🤖 AI Summary
Existing mobile accessibility auditing tools rely on static analysis or shallow contextual heuristics, limiting their ability to detect functional interaction errors—such as label-function mismatches, navigational disorientation, and missing feedback. This paper introduces TaskAudit, the first task-agent-based dynamic detection framework for functional accessibility flaws. It synthesizes user tasks via large language models, executes them using screen-reader-driven agents, and analyzes interaction traces to uncover deep-seated functional defects. Evaluated on 54 real-world app screens, TaskAudit identified 48 previously undetected functional accessibility issues—substantially outperforming conventional tools, which detected only 4–20 errors per app.

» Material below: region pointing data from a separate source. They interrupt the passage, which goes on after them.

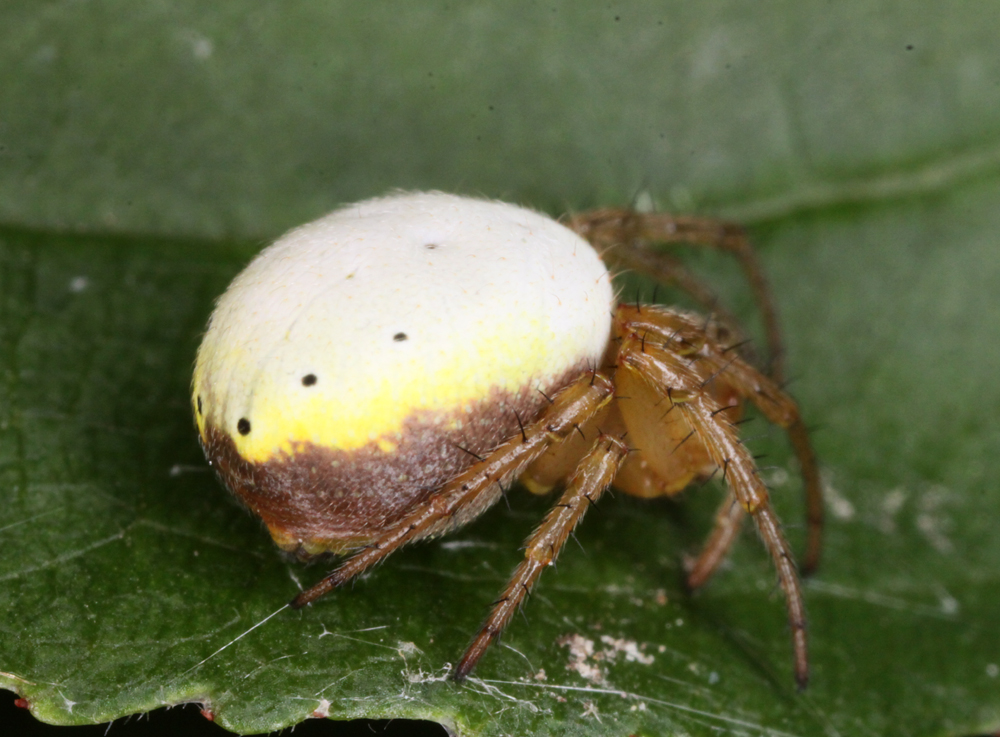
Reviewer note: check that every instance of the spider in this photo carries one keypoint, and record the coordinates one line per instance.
(384, 374)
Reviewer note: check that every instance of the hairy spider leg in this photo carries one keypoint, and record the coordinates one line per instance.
(685, 335)
(475, 490)
(594, 475)
(623, 236)
(670, 374)
(728, 520)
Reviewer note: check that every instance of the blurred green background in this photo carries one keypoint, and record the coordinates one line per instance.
(146, 151)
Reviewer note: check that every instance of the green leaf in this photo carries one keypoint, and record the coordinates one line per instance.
(861, 142)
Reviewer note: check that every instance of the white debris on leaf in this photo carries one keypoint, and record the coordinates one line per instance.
(580, 648)
(585, 659)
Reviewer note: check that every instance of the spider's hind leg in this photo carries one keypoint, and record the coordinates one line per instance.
(684, 335)
(625, 239)
(671, 374)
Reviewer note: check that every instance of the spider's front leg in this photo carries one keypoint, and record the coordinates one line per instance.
(594, 475)
(474, 491)
(670, 374)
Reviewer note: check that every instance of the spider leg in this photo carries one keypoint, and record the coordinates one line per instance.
(665, 370)
(592, 478)
(475, 490)
(728, 520)
(685, 336)
(623, 237)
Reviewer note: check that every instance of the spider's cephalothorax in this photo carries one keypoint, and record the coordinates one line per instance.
(382, 374)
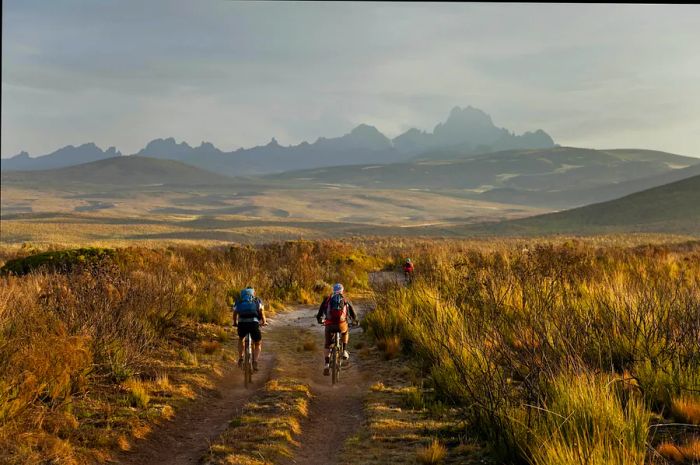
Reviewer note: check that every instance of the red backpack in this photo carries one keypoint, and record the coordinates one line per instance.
(336, 310)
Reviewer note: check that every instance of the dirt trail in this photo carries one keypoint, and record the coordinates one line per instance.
(186, 438)
(335, 411)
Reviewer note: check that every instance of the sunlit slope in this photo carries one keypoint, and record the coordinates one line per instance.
(119, 171)
(560, 177)
(672, 208)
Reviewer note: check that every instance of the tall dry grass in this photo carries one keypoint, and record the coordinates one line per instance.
(80, 344)
(556, 354)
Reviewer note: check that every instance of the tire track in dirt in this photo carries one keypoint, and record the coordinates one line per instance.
(335, 412)
(186, 437)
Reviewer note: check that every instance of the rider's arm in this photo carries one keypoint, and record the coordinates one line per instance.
(263, 320)
(320, 313)
(351, 312)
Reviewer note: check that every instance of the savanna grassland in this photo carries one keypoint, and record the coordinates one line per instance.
(543, 351)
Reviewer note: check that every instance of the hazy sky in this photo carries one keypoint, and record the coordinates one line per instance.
(124, 72)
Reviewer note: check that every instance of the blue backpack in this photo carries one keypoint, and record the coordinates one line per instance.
(336, 312)
(248, 308)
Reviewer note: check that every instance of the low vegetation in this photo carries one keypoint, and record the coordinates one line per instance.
(557, 354)
(550, 352)
(93, 354)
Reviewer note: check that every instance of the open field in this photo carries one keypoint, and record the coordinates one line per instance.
(109, 353)
(211, 216)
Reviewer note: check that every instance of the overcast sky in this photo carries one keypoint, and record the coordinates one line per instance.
(236, 74)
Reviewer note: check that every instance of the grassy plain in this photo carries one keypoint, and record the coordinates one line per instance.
(544, 351)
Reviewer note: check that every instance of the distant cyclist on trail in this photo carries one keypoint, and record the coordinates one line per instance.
(248, 316)
(408, 270)
(333, 313)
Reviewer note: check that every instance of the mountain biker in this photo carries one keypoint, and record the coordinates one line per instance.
(408, 269)
(248, 316)
(333, 313)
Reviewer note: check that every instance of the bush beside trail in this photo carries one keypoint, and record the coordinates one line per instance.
(556, 354)
(96, 344)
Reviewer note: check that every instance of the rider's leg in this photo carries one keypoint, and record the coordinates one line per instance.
(327, 351)
(240, 347)
(256, 335)
(257, 347)
(345, 338)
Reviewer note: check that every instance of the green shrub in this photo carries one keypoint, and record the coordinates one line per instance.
(60, 261)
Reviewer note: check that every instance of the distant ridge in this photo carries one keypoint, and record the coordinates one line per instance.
(468, 129)
(124, 171)
(66, 156)
(671, 208)
(554, 178)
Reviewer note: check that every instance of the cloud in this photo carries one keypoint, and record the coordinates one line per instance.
(237, 73)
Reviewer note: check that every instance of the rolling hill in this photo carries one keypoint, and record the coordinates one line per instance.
(671, 208)
(559, 177)
(124, 171)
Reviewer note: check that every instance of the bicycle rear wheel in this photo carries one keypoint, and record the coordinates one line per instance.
(247, 364)
(335, 360)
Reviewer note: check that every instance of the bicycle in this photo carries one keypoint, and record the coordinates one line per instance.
(248, 361)
(336, 360)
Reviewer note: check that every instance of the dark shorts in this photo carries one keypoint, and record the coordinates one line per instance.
(341, 328)
(252, 328)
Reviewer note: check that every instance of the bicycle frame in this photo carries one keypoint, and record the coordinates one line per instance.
(248, 361)
(336, 360)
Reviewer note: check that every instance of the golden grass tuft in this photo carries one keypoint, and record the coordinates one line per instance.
(431, 454)
(688, 452)
(138, 393)
(210, 347)
(686, 409)
(188, 357)
(167, 412)
(390, 345)
(123, 443)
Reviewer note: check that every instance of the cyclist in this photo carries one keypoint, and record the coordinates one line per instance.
(248, 316)
(408, 270)
(333, 313)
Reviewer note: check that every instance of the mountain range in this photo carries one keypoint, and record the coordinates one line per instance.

By pioneering task-oriented interactive simulation in accessibility evaluation, this work establishes a novel methodology and provides a practical, scalable tool for mobile accessibility testing.
📝 Abstract
Accessibility checkers are tools in support of accessible app development and their use is encouraged by accessibility best practices. However, most current checkers evaluate static or mechanically-generated contexts, failing to capture common accessibility errors impacting mobile app functionality. We present TaskAudit, an accessibility evaluation system that focuses on detecting functiona11ity errors through simulated interactions. TaskAudit comprises three components: a Task Generator that constructs interactive tasks from app screens, a Task Executor that uses agents with a screen reader proxy to perform these tasks, and an Accessibility Analyzer that detects and reports accessibility errors by examining interaction traces. Evaluation on real-world apps shows that our strategy detects 48 functiona11ity errors from 54 app screens, compared to between 4 and 20 with existing checkers. Our analysis demonstrates common error patterns that TaskAudit can detect in addition to prior work, including label-functionality mismatch, cluttered navigation, and inappropriate feedback.